Background: Although 76% of New Yorkers support condom availability programs (CAP) for High Schools, many school districts in New York outside of New York City (NYC) do not provide CAP. The aim of this project was to provide data driven tools to state and local stakeholders seeking to provide CAP in local High Schools.
Methods: Two sets of maps were produced. First, age-adjusted Chlamydia morbidity from 2012 to 2014 among females ages 10 to 19 was mapped using school district geographic areas. Boundary areas and populations were obtained from National Center for Education Statistics. Second, bivariate mapping was used to illustrate more complex issues affecting local Chlamydia morbidity data, such as burden contrasted with risk, the intersection of screening and morbidity, and urban/rural patterns of disease.

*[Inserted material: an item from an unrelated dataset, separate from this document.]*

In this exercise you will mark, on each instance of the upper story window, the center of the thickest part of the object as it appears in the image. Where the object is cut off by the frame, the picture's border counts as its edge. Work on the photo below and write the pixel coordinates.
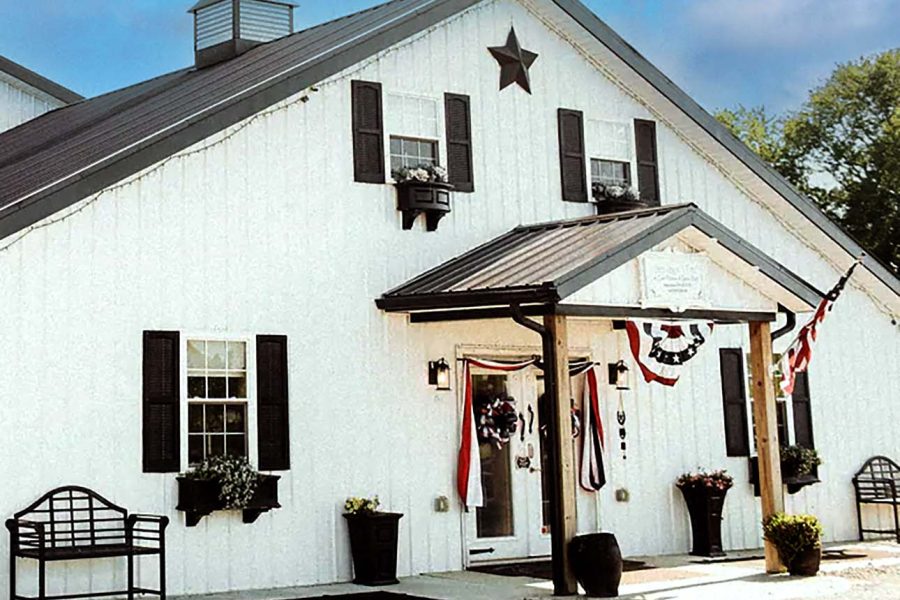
(413, 123)
(411, 152)
(610, 172)
(217, 399)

Results: The main product of the project was the release of six regional maps showing the pattern of Chlamydia morbidity along with a list of school district geographic areas rank by morbidity relative to all of NYS excluding NYC. These maps illustrated the pervasiveness of Chlamydia among young women across all regions of New York. Bivariate maps of morbidity by number of cases revealed a more complex pattern, highlighting that although suburban areas tended towards lower than expected infections, absolute number of cases per year still warranted interventions. Bivariate maps by Medicaid screening rates illustrated the problem of rural areas with higher than expected morbidity coupled with lower than average screening.
Conclusions: The project illustrates the use of straightforward incidence mapping and more advanced spatial analysis to provide information to support policy initiatives. Maps and supportive information have been shared with local health entities and stakeholders. In this case, use of Chlamydia burden and risk among women ages 10 to 19 years was used to support condom availability programs in High Schools.